We've never touched this room since buying the house over 7 years ago. It still has its Disney carpet from the late 70s or early 80s. And there's a huge skylight that is right in the middle of the ceiling/fourth wall that slants at a gradual 50-or-so-degree angle. For how it was used, there was no need to really touch it until now. For the last 4 or 5 years a friend had been slightly interested in the Disney carpet for a friend of hers that has all things Disney. We even talked about how it might be a good item for eBay. But because the carpet is tacked and glued down so well, and because it is so old, it noticeably fell apart as we tugged ever so gently on it. So now, to avoid an extra huge mess, our plan is to leave it be and just add layers -- some padding and carpet remnant that can be puked on and destroyed with no major disappointment.

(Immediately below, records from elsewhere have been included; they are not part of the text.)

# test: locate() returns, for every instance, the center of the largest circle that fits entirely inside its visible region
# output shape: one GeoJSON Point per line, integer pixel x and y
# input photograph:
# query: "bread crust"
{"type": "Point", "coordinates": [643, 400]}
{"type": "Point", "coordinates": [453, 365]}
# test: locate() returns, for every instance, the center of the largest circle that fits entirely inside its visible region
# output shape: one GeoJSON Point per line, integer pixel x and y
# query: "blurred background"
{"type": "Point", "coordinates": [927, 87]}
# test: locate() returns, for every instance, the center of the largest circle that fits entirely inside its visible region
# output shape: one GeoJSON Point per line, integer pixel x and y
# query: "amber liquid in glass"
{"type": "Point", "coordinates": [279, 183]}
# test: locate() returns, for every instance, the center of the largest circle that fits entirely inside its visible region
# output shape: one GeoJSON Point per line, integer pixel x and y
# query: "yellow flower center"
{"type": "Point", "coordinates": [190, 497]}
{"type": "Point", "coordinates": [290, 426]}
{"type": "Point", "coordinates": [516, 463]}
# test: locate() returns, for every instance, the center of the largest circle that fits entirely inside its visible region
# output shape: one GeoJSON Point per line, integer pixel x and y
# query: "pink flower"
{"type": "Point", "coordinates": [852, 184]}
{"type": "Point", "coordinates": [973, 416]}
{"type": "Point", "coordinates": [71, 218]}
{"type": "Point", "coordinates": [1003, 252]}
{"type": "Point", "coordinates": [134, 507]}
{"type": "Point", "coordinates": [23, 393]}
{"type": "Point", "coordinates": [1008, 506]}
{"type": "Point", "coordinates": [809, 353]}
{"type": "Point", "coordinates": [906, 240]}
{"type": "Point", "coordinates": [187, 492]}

The color of Zane's quilt and crib skirt is sea foam or mist. We're planning to paint the room gravel. And the new blind for the skylight is subtle silver. Because we're limited on wall space, only a few things will go up -- a shelf with a special/personalized project and a canvas or two. Vanessa is excited about the transformation. She helped "decorate" a bit before we apply the final coats of paint. First she drew many Zanes in different colors: "Look at all my Zanes, Mommy." There was a pink, a brown, a grey, a purple, a yellow, a red, an orange, a blue, a black and a green Zane. Here's the first one:

We then painted using different media -- craft sticks, Q-tips, straws, tissue paper, paint brushes, and various body parts. And we didn't have to be careful!

By the way -- never disturb an artist at work . . . I forgot . . .

"Decorating" was enjoyable and it was quite easy to clean up with a bathtub nearby.

One might guess we had many helping hands with the first couple of stages of this transformation, when really we only had hers.